We use
artificial intelligence
to create
radical changes
in cancer diagnostics

Empowering biomedicine

At Renovaro Cube, we are committed to the early detection of cancer, with the aim to intervene at a stage where treatment can be most effective. Renovaro Cube is a molecular data science company with a background in FinTech. We have developed an award-winning AI Technology that drastically accelerates the field of molecular research. We bring together proprietary artificial intelligence (AI) technology, multi-omics and multi-modal data, and the expertise of a carefully selected multidisciplinary team to radically accelerate precision medicine and enable breakthrough changes in cancer care.

Early diagnostics

Despite many advances in the field of medicine, most cancers are diagnosed too late. Delays in selecting the optimal treatment often lead to a poor clinical prognosis. To reduce cancer mortality, we need diagnostic approaches that can handle the molecular complexity of cancer and deliver a fast, yet comprehensive profile of the disease. At our research centre we are developing solutions to these challenges, to accelerate cancer research with the hope to help millions of people reach their diagnosis and treatment in time.

Finding hidden patterns

AI and its methods such as machine learning algorithms are known for their ability to process big, complex data sets, detect patterns and learn how to make predictions from their own experience at a far higher speed and reliability and lower cost as compared to their human counterparts. Sifting through billions of data points, AI algorithms turn hidden patterns and trends that define each tumor type into biomarkers for cancer detection. These patterns can be used to determine the location of the tumor, predict which therapy will be most effective, and monitor disease progression.

APPLICATIONS OF THE GEDICUBE

Type-specific cancer detection

Using DNA methylation data, we have identified and validated high performing biomarker panels for detection of bladder, breast, colon, prostate, thyroid, Head & Neck, liver, kidney and lung cancer.

Pan-cancer detection

Our technology supports pan-cancer analysis by keeping records of all informative biomarkers discovered over analyzed cancer types. Comparing biomarkers among different cancers allows us to quickly cross-reference biomarkers and investigate molecular similarities and differences across multiple tumor types. This results in a more accurate diagnosis of the tumor type and insight into optimal treatment.

Patient stratification

Accurate identification of patient subgroups provides options for precision therapeutics and tailor-made treatment. We have discovered biomarkers that can identify a subgroup of thyroid cancer patients with a specific genomic alteration, the NTRK gene fusion. Identification of NTRK patients provides an actionable therapeutic target for which multiple drugs are currently available.

From research to product

BIOMARKER PANELS

GEDiCube is an enterprise software platform whose main features include AI-guided analysis and keeping records of all data handling steps in audit trails, logs and data discoveries. This allows us to underpin each step of the process from raw data to biomarker panels as required in academic research but also for filing Intellectual Property (IP). Our biomarker discovery is performed with a combination of statistical, genomic and biological criteria and results are explored using the interactive panel insights tool.

AI-ASSISTED PATIENT DIAGNOSTICS

The discovery of biomarkers with GEDiCube has yielded extensive data which allows us to examine genomic differences and similarities across diverse cancer types. This knowledge is further used to perform AI-guided molecular profiling of patient samples to generate patient reports. The diagnostic report contains results of the molecular profiling as well as insight into the results provided by our team meant to assist cancer diagnostics and should be interpreted by a healthcare provider in the context of the medical history, clinical signs and symptoms of a patient.

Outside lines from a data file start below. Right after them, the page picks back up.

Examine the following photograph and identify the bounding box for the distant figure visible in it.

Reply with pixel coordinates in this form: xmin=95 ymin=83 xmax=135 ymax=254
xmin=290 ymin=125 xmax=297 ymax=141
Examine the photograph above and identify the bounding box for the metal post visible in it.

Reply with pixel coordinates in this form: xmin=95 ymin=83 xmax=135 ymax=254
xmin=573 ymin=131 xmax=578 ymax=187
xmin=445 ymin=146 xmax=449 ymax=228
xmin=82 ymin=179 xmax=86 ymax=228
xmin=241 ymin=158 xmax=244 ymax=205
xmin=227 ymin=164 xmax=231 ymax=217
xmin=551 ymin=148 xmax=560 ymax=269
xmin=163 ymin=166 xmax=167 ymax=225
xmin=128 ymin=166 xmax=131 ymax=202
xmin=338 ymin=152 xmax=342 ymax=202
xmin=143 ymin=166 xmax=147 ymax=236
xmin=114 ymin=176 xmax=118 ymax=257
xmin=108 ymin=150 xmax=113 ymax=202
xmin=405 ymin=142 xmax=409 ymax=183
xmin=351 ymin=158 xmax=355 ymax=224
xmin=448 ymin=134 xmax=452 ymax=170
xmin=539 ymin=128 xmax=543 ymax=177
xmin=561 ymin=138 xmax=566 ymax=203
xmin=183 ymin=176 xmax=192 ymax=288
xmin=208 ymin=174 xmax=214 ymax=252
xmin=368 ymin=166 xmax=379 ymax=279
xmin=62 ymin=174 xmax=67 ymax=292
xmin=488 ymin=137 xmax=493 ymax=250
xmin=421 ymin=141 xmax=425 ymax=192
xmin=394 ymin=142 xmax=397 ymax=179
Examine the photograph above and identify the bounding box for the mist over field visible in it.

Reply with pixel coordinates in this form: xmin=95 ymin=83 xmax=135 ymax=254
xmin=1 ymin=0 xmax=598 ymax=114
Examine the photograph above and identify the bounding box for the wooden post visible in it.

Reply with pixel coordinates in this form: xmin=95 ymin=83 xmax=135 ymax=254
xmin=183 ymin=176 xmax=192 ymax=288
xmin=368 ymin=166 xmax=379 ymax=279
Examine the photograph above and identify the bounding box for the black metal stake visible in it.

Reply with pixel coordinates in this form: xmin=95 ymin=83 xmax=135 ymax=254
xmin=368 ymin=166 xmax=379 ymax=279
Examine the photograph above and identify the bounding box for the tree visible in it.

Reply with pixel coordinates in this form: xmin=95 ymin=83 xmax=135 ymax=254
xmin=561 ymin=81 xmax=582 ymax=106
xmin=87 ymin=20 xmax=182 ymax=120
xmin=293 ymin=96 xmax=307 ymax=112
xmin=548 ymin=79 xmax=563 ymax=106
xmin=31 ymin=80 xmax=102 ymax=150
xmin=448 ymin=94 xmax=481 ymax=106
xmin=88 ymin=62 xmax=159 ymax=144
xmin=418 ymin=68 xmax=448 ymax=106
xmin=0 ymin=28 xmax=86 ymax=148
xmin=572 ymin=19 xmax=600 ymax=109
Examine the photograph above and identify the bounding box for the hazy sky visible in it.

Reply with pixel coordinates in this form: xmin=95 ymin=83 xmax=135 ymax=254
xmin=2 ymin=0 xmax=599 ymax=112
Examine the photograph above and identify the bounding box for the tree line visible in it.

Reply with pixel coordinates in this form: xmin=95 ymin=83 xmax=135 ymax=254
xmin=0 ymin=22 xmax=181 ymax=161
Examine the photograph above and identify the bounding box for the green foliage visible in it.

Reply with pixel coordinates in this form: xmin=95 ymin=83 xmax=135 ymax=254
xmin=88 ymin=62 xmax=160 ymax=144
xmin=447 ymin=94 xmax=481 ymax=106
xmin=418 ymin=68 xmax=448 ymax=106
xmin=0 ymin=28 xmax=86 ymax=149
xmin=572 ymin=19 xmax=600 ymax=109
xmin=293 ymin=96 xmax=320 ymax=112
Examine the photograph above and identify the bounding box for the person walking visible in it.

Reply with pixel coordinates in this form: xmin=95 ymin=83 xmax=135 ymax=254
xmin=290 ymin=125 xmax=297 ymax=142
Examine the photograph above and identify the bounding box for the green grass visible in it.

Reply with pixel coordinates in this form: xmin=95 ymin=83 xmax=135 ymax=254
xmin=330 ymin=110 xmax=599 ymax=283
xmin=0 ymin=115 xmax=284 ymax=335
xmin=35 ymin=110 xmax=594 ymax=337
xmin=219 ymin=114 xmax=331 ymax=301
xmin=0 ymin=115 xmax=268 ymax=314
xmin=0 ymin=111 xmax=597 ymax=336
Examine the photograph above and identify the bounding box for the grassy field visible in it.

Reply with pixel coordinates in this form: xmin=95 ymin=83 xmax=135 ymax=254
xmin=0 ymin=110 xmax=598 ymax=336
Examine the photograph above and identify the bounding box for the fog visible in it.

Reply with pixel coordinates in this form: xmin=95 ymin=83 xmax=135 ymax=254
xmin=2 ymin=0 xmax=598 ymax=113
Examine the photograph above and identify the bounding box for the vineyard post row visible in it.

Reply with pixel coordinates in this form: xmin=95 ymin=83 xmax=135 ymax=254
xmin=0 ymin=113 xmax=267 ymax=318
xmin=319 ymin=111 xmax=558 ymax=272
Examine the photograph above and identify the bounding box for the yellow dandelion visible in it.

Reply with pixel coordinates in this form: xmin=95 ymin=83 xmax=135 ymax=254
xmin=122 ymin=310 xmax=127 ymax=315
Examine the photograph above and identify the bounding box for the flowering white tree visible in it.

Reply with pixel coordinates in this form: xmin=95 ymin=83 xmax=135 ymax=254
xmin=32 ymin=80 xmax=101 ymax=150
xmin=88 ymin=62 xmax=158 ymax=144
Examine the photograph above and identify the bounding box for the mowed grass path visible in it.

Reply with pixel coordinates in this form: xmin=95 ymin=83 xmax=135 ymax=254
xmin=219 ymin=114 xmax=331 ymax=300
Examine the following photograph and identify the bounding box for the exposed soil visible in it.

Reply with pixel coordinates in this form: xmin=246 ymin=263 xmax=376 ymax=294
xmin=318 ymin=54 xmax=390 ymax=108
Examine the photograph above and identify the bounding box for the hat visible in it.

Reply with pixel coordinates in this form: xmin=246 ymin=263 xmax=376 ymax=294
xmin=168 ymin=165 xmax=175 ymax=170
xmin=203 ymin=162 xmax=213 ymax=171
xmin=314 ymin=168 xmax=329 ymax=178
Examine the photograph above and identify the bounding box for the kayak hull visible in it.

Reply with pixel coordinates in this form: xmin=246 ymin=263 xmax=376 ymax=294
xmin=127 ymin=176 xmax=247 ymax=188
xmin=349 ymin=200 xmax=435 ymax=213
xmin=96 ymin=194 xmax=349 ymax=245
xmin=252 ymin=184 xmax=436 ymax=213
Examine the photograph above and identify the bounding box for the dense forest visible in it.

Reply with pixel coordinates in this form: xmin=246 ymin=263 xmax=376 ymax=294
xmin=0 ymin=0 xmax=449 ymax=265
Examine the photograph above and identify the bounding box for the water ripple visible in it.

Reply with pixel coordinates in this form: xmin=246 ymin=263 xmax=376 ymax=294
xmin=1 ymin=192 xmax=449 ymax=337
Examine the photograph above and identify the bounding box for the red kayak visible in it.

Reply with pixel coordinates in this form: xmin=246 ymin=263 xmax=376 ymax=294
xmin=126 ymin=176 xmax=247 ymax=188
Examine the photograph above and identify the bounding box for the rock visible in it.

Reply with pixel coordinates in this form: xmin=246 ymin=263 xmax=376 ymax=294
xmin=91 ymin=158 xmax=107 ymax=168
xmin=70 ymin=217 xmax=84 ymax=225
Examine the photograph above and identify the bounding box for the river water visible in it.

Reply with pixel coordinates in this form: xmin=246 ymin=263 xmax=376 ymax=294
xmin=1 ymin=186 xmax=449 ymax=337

Biomarker discovery workflow

Phase 1

Discovery

850,000 genomic features
20, 000 genes
>1 billion combinations

In this phase, we focus on biomarker discovery which is performed using data mining algorithms and statistical methods implemented in the platform.

Phase 2

Panel mining & modelling

High-performance validated panels >95% sensitivity/specificity

This phase starts from the selected biomarkers. We investigate how selected biomarkers work together by combining them into panels. The goal is to identify biomarker combinations that are robust in detecting cancer.

Phase 3

Clinical Validation

High-performance panel for product development

In the final phase, we work together with our clinical partners to further confirm the high performance of the assembled biomarker panels.